Alberto Grifi, 1938 in Rom geboren und 2007 ebenda gestorben, war ein italienischer Experimentalfilmregisseur. Er begann seine Tätigkeit auf dem Feld der Kunst als Pionier des Underground-Kinos und erwies sich bald als einer der großen Vertreter des Video-Aktivismus und der Gegeninformation. Die Beziehung zwischen Grifi und dem italienischen Staatsfernsehen ließe sich als nicht enden wollender, radikaler Konflikt beschreiben.
Michele alla ricerca della felicità (1978), Alberto Grifi, Italien, 23 Min.
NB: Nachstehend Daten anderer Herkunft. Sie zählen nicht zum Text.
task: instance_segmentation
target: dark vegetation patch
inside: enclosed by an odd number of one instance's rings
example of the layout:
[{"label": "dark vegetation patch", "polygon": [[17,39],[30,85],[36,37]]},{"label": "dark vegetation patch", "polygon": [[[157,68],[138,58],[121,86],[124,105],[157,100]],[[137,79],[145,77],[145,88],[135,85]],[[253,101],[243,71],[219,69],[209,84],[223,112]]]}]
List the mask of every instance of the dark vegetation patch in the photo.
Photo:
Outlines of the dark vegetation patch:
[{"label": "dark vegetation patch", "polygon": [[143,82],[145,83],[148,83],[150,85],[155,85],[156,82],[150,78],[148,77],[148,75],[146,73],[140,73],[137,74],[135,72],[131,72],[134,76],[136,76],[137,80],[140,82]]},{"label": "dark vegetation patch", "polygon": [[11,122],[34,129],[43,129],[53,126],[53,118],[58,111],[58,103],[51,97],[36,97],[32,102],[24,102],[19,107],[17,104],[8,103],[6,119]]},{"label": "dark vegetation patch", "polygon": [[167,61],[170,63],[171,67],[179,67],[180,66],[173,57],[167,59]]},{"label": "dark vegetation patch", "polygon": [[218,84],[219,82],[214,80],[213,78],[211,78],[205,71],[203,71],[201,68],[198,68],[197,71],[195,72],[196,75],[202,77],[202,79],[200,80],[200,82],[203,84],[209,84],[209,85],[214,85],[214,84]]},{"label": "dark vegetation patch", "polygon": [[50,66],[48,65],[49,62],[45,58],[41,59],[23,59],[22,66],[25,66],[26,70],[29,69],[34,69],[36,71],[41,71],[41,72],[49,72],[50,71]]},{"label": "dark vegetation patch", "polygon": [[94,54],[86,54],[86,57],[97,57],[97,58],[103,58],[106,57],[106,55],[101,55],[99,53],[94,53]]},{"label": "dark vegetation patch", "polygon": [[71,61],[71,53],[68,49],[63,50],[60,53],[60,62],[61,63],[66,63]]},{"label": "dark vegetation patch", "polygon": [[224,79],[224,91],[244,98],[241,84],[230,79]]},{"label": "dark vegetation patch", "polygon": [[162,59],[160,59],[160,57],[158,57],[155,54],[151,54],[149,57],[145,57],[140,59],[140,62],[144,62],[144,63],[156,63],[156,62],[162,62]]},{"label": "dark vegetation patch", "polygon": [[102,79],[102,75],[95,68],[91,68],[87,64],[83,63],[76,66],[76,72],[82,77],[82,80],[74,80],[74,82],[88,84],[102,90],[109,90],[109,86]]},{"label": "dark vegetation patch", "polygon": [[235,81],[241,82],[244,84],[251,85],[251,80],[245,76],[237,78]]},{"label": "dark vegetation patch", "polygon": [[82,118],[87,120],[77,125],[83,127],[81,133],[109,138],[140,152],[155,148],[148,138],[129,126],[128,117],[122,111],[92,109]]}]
Ital. mit engl. Untertiteln
Vom italienischen öffentlich-rechtlichen Sender Rai 2 erst in Auftrag gegeben und dann zensiert, folgt Michele alla ricerca della felicità Michele, einem politischen Gefangenen, der die Gewalt und die Raserei der Wächter gegenüber einem drogenabhängigen Gefangenen bezeugt hat. Das Drehbuch entstand unter Mitwirkung des Fachmanns für psychotrope Substanzen, dem italienischen Soziologen Guido Blumir, und lässt keinen Spielraum für optische Täuschungen. Das Gefängnis, in dem Michele interniert ist, wird auf eine strenge, spartanische und minimalistische Weise dargestellt.
Argonauti, Evviva! (1968), Alberto Grifi, Italien, 18 Min.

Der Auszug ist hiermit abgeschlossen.